On Thursday, 28 June 2018 at 19:22:38 UTC, Jonathan M Davis wrote:
On Thursday, June 28, 2018 18:10:07 kdevel via Digitalmars-d-learn wrote:
On Tuesday, 26 June 2018 at 21:54:49 UTC, Jonathan M Davis wrote: > [H]onestly, I don't understand why folks keep trying to put > nullable types in Nullable in non-generic code.

How do you signify that a struct member of class type is optional?

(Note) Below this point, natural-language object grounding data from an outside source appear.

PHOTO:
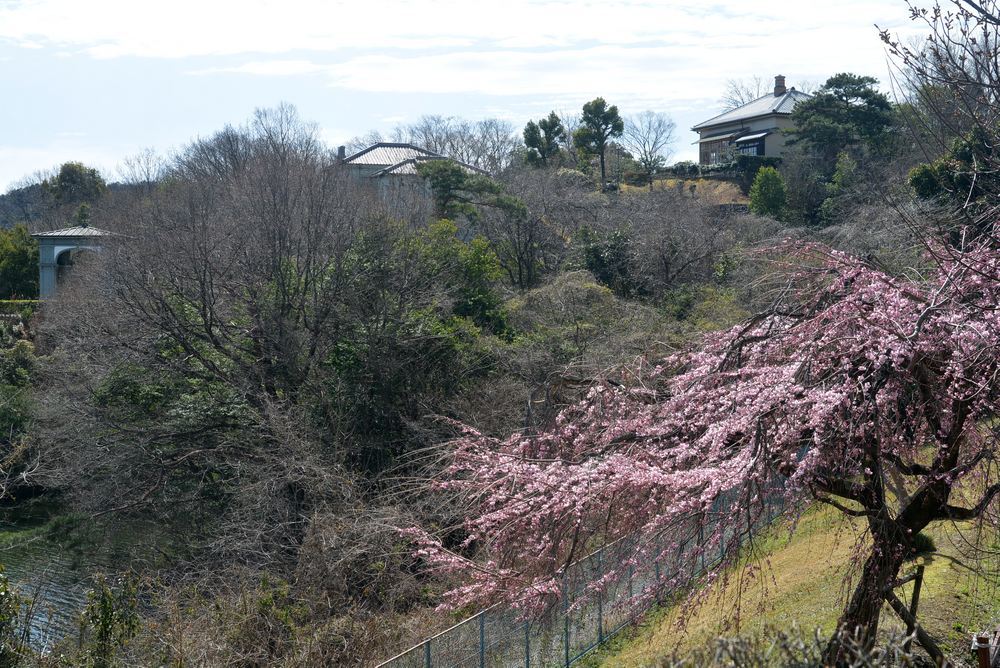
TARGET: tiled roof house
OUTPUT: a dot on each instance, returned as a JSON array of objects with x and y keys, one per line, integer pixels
[
  {"x": 387, "y": 159},
  {"x": 753, "y": 129}
]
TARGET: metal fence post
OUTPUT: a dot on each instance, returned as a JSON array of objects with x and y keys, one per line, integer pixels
[
  {"x": 482, "y": 639},
  {"x": 565, "y": 619},
  {"x": 600, "y": 600},
  {"x": 527, "y": 645}
]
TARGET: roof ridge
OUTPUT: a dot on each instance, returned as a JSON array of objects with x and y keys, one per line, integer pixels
[
  {"x": 389, "y": 144},
  {"x": 779, "y": 100}
]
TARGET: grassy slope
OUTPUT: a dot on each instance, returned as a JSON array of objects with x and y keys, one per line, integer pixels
[{"x": 802, "y": 583}]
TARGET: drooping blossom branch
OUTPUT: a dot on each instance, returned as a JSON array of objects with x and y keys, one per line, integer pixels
[{"x": 861, "y": 390}]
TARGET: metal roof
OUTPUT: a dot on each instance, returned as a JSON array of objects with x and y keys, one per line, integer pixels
[
  {"x": 717, "y": 137},
  {"x": 756, "y": 135},
  {"x": 387, "y": 154},
  {"x": 762, "y": 106},
  {"x": 78, "y": 231},
  {"x": 409, "y": 167}
]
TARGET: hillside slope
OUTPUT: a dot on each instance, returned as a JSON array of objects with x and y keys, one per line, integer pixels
[{"x": 802, "y": 584}]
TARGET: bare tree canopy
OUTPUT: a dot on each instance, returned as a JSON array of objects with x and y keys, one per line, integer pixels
[
  {"x": 648, "y": 137},
  {"x": 740, "y": 91}
]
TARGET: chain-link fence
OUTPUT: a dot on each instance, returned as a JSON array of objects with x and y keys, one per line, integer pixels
[{"x": 585, "y": 617}]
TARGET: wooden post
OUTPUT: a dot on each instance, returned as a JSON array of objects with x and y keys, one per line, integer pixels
[{"x": 914, "y": 600}]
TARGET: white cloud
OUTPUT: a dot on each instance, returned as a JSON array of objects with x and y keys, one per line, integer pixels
[{"x": 185, "y": 28}]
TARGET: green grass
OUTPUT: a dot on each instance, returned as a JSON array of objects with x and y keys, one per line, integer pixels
[{"x": 802, "y": 582}]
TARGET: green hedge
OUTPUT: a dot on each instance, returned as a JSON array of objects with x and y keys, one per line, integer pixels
[{"x": 22, "y": 307}]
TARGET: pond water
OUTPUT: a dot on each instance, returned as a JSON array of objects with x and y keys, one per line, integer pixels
[{"x": 54, "y": 568}]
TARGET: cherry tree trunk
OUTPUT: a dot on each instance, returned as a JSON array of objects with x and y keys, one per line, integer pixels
[{"x": 861, "y": 617}]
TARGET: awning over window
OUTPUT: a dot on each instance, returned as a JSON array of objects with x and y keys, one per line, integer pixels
[{"x": 753, "y": 137}]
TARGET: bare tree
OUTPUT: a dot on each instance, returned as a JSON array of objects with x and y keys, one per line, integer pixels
[
  {"x": 648, "y": 137},
  {"x": 953, "y": 82},
  {"x": 740, "y": 91}
]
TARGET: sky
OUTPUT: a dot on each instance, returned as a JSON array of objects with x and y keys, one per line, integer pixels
[{"x": 99, "y": 81}]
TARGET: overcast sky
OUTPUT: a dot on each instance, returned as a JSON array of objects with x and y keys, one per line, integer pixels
[{"x": 100, "y": 80}]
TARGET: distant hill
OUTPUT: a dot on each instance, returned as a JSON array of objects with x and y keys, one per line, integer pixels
[
  {"x": 23, "y": 205},
  {"x": 31, "y": 203}
]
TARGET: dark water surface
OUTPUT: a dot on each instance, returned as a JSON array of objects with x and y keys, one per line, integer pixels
[{"x": 51, "y": 565}]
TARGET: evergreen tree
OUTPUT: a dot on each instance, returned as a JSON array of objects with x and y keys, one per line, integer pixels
[
  {"x": 18, "y": 264},
  {"x": 847, "y": 111},
  {"x": 543, "y": 139},
  {"x": 767, "y": 194},
  {"x": 600, "y": 123}
]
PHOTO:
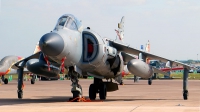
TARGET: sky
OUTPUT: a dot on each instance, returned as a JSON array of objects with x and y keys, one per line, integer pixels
[{"x": 171, "y": 26}]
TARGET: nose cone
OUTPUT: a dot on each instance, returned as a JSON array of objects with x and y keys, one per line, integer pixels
[{"x": 51, "y": 44}]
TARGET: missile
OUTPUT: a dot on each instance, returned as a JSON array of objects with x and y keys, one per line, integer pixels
[{"x": 140, "y": 68}]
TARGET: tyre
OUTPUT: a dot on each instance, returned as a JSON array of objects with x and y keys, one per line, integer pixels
[
  {"x": 20, "y": 94},
  {"x": 32, "y": 81},
  {"x": 92, "y": 92},
  {"x": 5, "y": 81}
]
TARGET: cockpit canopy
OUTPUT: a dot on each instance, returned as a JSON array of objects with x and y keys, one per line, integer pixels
[{"x": 68, "y": 21}]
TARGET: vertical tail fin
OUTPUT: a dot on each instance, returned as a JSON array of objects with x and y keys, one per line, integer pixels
[
  {"x": 120, "y": 31},
  {"x": 37, "y": 48}
]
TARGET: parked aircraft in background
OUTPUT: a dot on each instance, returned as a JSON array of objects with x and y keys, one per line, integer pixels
[{"x": 84, "y": 52}]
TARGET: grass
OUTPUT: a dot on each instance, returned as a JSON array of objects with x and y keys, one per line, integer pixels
[{"x": 192, "y": 76}]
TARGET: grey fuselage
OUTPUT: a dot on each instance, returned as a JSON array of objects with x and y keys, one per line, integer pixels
[{"x": 83, "y": 48}]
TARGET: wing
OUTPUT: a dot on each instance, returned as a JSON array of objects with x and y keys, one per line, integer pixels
[{"x": 124, "y": 48}]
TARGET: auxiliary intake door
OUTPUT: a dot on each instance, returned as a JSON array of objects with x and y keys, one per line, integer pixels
[{"x": 90, "y": 47}]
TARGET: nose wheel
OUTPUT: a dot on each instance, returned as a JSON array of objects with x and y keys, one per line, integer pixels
[{"x": 97, "y": 87}]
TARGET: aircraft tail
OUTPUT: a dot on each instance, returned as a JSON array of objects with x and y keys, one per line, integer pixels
[
  {"x": 37, "y": 48},
  {"x": 120, "y": 31}
]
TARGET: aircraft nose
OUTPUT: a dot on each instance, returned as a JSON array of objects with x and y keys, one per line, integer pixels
[{"x": 51, "y": 44}]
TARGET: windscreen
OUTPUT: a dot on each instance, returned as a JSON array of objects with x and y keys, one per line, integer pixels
[{"x": 62, "y": 21}]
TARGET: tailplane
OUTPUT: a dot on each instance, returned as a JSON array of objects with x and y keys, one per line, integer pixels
[{"x": 120, "y": 31}]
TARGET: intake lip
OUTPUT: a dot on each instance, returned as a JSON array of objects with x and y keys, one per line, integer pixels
[{"x": 51, "y": 44}]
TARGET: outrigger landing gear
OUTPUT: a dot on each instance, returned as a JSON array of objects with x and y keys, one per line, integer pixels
[
  {"x": 20, "y": 80},
  {"x": 97, "y": 87},
  {"x": 5, "y": 80},
  {"x": 76, "y": 88},
  {"x": 185, "y": 83},
  {"x": 150, "y": 81},
  {"x": 33, "y": 79}
]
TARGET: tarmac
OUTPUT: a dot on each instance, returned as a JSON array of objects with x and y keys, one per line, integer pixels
[{"x": 52, "y": 96}]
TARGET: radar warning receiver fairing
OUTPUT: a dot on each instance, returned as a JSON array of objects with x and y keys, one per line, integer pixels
[{"x": 85, "y": 53}]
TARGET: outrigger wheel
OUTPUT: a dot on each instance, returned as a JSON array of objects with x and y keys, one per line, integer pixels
[
  {"x": 92, "y": 92},
  {"x": 185, "y": 94},
  {"x": 20, "y": 94},
  {"x": 149, "y": 81},
  {"x": 33, "y": 79},
  {"x": 5, "y": 81},
  {"x": 102, "y": 91},
  {"x": 77, "y": 93}
]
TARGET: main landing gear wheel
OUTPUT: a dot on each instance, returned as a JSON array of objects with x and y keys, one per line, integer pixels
[
  {"x": 92, "y": 92},
  {"x": 32, "y": 81},
  {"x": 149, "y": 81},
  {"x": 5, "y": 81},
  {"x": 77, "y": 94},
  {"x": 20, "y": 94},
  {"x": 102, "y": 92},
  {"x": 185, "y": 95}
]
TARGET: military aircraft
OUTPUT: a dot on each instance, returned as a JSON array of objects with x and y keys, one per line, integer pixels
[
  {"x": 85, "y": 53},
  {"x": 7, "y": 62}
]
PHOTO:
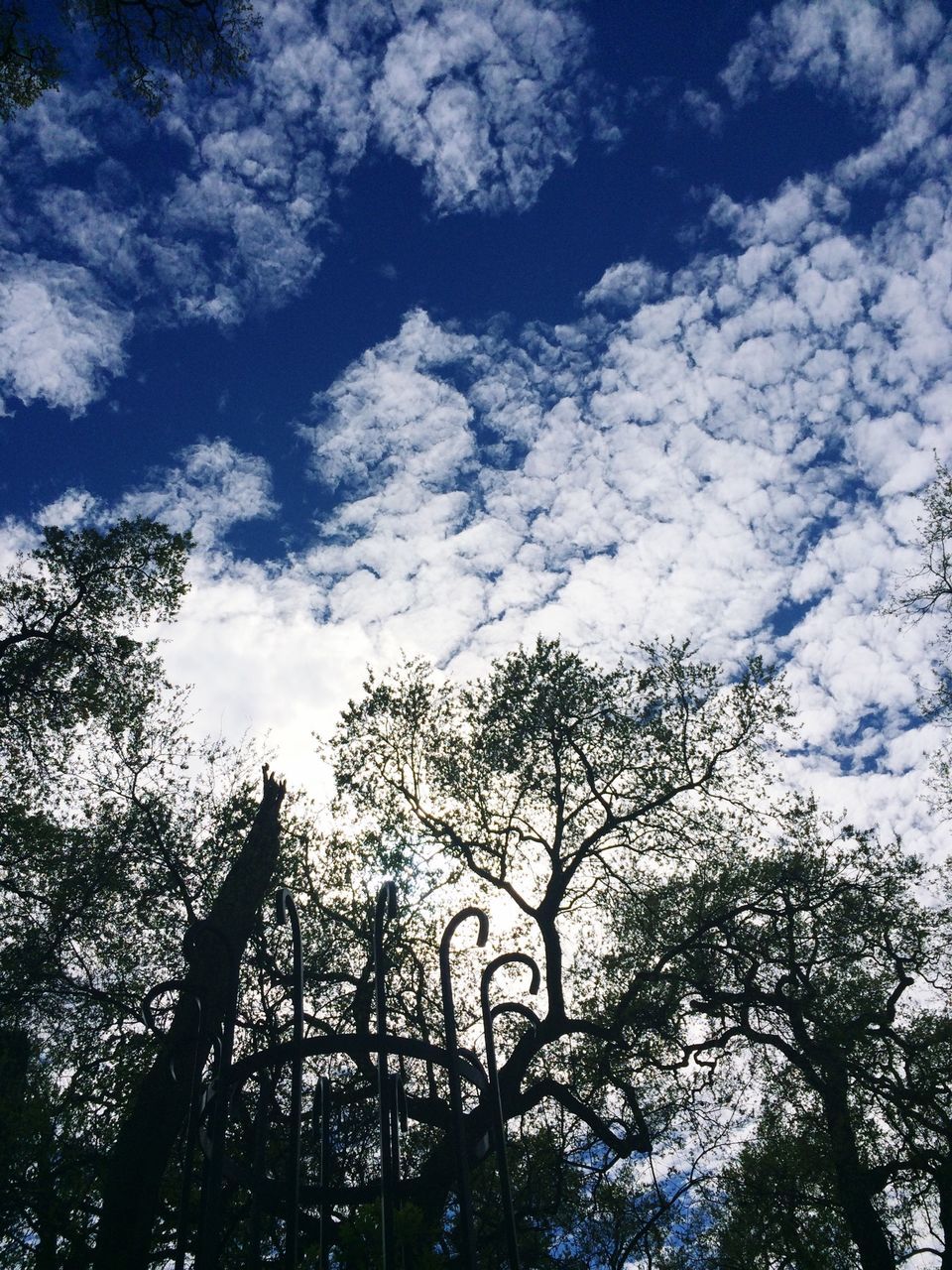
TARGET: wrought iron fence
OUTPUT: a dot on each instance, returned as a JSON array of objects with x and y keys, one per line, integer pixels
[{"x": 295, "y": 1179}]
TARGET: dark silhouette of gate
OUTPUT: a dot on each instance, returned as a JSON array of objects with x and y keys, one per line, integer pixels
[{"x": 298, "y": 1184}]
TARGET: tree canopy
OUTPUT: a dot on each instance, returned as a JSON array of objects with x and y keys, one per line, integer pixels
[
  {"x": 740, "y": 1047},
  {"x": 139, "y": 44}
]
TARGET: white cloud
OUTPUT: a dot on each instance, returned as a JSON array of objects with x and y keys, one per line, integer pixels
[
  {"x": 889, "y": 60},
  {"x": 212, "y": 488},
  {"x": 483, "y": 95},
  {"x": 483, "y": 98},
  {"x": 60, "y": 338}
]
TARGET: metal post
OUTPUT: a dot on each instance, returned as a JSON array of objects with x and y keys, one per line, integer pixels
[
  {"x": 324, "y": 1251},
  {"x": 386, "y": 908},
  {"x": 287, "y": 911},
  {"x": 456, "y": 1096},
  {"x": 207, "y": 1256}
]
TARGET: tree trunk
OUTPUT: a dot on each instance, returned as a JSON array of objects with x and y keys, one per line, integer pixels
[
  {"x": 864, "y": 1222},
  {"x": 134, "y": 1173}
]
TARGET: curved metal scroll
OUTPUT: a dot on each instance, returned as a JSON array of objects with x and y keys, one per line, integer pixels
[{"x": 489, "y": 1014}]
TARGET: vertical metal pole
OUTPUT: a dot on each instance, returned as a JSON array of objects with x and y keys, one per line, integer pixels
[
  {"x": 261, "y": 1128},
  {"x": 194, "y": 1086},
  {"x": 386, "y": 908},
  {"x": 456, "y": 1096},
  {"x": 289, "y": 911},
  {"x": 495, "y": 1093},
  {"x": 207, "y": 1256},
  {"x": 324, "y": 1252}
]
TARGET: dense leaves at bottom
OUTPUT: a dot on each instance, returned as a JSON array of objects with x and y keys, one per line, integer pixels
[{"x": 743, "y": 1042}]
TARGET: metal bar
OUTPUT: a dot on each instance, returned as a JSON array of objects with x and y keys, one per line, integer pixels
[
  {"x": 190, "y": 1141},
  {"x": 495, "y": 1093},
  {"x": 207, "y": 1256},
  {"x": 324, "y": 1251},
  {"x": 456, "y": 1095},
  {"x": 261, "y": 1134},
  {"x": 287, "y": 911},
  {"x": 385, "y": 910}
]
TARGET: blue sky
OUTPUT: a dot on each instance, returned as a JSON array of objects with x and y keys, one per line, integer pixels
[{"x": 456, "y": 322}]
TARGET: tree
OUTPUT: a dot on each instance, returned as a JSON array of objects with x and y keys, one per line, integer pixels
[
  {"x": 116, "y": 833},
  {"x": 815, "y": 957},
  {"x": 137, "y": 42},
  {"x": 567, "y": 794}
]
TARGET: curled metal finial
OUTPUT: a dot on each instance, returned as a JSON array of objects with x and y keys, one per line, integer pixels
[
  {"x": 287, "y": 912},
  {"x": 456, "y": 1096},
  {"x": 489, "y": 1014}
]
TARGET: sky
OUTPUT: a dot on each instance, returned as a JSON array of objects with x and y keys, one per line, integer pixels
[{"x": 462, "y": 321}]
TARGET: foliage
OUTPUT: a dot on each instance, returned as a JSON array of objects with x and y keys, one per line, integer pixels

Structs aren't nullable, so wrapping them in a Nullable makes perfect sense. Whether they happen to be on the stack or members of another type is irrelevant to that. It's wrapping types like pointers and class references in a Nullable that's an odd thing to do - the types where someone might ask why the extra bool is necessary in the Nullable. Wrapping them in a Nullable makes sense in generic code, because the code isn't written specifically for them, but something like Nullable!MyClass in non-generic code is pointless IMHO, because a class reference is already nullable.

- Jonathan M Davis

Reading inpput from a csv file, and the value could either be blank, na, or numeric. Nullable!MyClass could be used to represent 3 states in your programming logic. I'm not saying this is the best way to represent ternary states, but it's not unreasonable.